Coaching and Educating Practitioners
Dispel myths. Conduct educational programs to dispel myths that lead to unsafe practices associated with IV push medication administration. For example, an update may be in order based on the Infusion Nurses Society (INS) guidelines that note it is safe to use a syringe that is appropriately sized (e.g., 3 mL) for the administration of IV push medications via an implanted port or PICC once patency has been confirmed using a 10 mL (or 10 mL diameter-sized) syringe to flush the line.2 Also, dispel any misunderstandings regarding the benefits and risks of diluting all adult IV push medications prior to administration in the absence of manufacturers’ recommendations (which may differ from some drug reference recommendations).

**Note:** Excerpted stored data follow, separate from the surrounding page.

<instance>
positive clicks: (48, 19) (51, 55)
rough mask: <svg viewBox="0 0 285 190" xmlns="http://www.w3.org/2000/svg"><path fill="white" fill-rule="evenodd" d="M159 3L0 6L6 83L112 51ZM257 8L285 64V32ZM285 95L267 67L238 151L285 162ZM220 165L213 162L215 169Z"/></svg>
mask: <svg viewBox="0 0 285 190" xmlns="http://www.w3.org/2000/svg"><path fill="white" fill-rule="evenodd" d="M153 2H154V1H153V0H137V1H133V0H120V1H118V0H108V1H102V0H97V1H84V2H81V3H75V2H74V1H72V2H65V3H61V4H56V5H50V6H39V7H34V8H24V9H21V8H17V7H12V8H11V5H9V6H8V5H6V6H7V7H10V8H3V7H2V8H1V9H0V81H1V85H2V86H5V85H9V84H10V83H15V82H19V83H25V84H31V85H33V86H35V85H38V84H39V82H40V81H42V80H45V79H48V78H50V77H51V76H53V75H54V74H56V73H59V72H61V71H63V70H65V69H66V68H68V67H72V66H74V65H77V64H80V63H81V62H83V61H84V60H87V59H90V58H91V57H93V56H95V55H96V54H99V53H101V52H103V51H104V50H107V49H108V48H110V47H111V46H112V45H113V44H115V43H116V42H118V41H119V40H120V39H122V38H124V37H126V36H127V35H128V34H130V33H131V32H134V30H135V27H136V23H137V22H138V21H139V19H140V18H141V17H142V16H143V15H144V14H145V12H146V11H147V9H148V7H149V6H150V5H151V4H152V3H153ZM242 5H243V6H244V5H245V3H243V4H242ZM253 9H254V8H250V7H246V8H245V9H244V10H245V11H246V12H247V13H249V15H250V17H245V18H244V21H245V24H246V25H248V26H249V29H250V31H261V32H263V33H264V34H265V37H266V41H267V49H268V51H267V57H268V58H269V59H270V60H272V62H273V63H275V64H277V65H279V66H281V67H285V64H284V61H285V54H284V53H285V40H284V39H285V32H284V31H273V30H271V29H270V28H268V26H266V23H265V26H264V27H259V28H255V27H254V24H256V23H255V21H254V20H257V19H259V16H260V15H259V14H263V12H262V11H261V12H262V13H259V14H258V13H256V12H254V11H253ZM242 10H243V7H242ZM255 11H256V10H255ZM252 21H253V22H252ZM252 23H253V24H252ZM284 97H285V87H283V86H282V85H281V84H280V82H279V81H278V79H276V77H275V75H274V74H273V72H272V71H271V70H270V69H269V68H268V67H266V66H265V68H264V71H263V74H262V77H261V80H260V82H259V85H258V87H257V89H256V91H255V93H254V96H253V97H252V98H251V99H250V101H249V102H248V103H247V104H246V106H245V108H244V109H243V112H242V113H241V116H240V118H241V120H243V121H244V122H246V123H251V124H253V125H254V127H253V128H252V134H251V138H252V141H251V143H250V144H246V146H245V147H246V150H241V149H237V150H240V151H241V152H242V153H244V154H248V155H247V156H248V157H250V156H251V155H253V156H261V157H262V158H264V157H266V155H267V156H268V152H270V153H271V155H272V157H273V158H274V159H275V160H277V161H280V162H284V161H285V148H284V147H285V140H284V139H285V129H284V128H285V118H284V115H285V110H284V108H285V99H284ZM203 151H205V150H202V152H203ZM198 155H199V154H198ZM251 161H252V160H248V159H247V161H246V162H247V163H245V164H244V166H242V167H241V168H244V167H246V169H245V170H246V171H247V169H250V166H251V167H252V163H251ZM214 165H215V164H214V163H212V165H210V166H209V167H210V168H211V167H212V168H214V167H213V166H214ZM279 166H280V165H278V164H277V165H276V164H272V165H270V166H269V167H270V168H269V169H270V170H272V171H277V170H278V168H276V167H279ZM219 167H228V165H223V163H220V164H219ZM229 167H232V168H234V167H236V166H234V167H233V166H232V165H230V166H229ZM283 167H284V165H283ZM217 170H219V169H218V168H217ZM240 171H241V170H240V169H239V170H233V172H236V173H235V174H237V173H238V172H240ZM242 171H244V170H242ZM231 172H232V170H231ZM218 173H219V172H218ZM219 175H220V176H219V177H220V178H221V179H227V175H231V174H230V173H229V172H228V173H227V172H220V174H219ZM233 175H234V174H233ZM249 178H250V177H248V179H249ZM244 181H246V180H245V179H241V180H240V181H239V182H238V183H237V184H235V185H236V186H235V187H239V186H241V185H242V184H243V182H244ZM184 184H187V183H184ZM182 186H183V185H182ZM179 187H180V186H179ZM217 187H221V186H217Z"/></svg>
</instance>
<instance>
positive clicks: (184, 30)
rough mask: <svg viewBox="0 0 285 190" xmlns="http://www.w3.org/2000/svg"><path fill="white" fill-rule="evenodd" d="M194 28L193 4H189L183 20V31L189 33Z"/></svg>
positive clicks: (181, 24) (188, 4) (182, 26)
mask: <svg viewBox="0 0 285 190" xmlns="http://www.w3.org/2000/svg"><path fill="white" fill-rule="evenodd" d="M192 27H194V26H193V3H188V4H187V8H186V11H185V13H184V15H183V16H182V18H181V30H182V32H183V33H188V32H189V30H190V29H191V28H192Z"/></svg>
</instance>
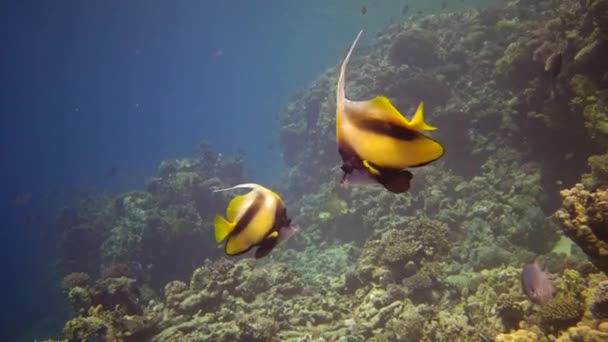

Coach practitioners to see the risk. Hold discussions with practitioners and present educational programs to help them clearly see the risks associated with these five unsafe practices. In particular, emphasize the unacceptable risks associated with: withdrawing a medication from a prefilled syringe and transferring it into another syringe; diluting medications dispensed in a ready-to-administer form, particularly opioids, anxiolytics/antipsychotics, and antiemetics; using a prefilled saline flush syringe to dilute or reconstitute a medication (see “Is it really saline?”); and failing to label a syringe prepared away from the patient’s bedside, even if only one syringe or medication has been prepared, or if practitioners believe they can distinguish multiple syringes by visual appearance or location alone. When appropriate, recognize the role that drug shortages may play in these unsafe practices, and let practitioners know how the organization will manage the shortages in a way that reduces the need to engage in these practices.
Assess orientation content. Review orientation program content to ensure that new practitioners are not being taught unsafe adult IV push administration practices, such as unnecessary dilution or dilution using a flush syringe, and to ensure they are being taught the best practices found in the ISMP Guidelines for Safe Practice of Adult IV Push Medications.1 Consider creating an orientation checklist of competencies associated with IV push medication administration based on the ISMP Guidelines.
Safe Labeling of Self-Prepared Syringes
Make labeling an expectation. Establish policies and procedures that require practitioners to label all IV push medications prepared away from the bedside (or not administered immediately if prepared at the bedside), even if only one syringe or medication has been prepared. Provide practitioners with the required content for all medication labels and be sure this expectation is communicated to all practitioners.
Provide patient care units with labels. To facilitate proper labeling of self-prepared syringes, provide patient care units with blank, preprinted, peel-off, and/or automated labels (e.g., labels for patient-specific or unit-dose medications that are created or printed from automated devices such as an automated dispensing cabinet). Avoid using tape to create a label or taping a medication vial to the syringe as a method of labeling. Handwriting on the tape may not be legible, may smear, or the tape may fall off; and the syringe and vial may come apart during transport. Pursue more accurate and safe ways to label self-prepared syringes.
Reduce variability with IV push administration. Establish a clear procedure for administering IV push medications to ensure slow administration, avoidance of patient discomfort, and a reduction in the risk of extravasation. Be sure practitioners do not mistakenly believe that further dilution of ready-to-administer medications is the only way to achieve these goals.
List the rate of administration. For quick reference, include the rate of administering all IV push medications on the MAR.
- ISMP. Guidelines for safe practice of adult IV push medications. 2015. www.ismp.org/node/97
- Infusion Nurses Society. Infusion therapy standards of practice (standard 40, flushing and locking, practice criteria D3). J Infus Nurs. 2016;39(1S):S1-S159.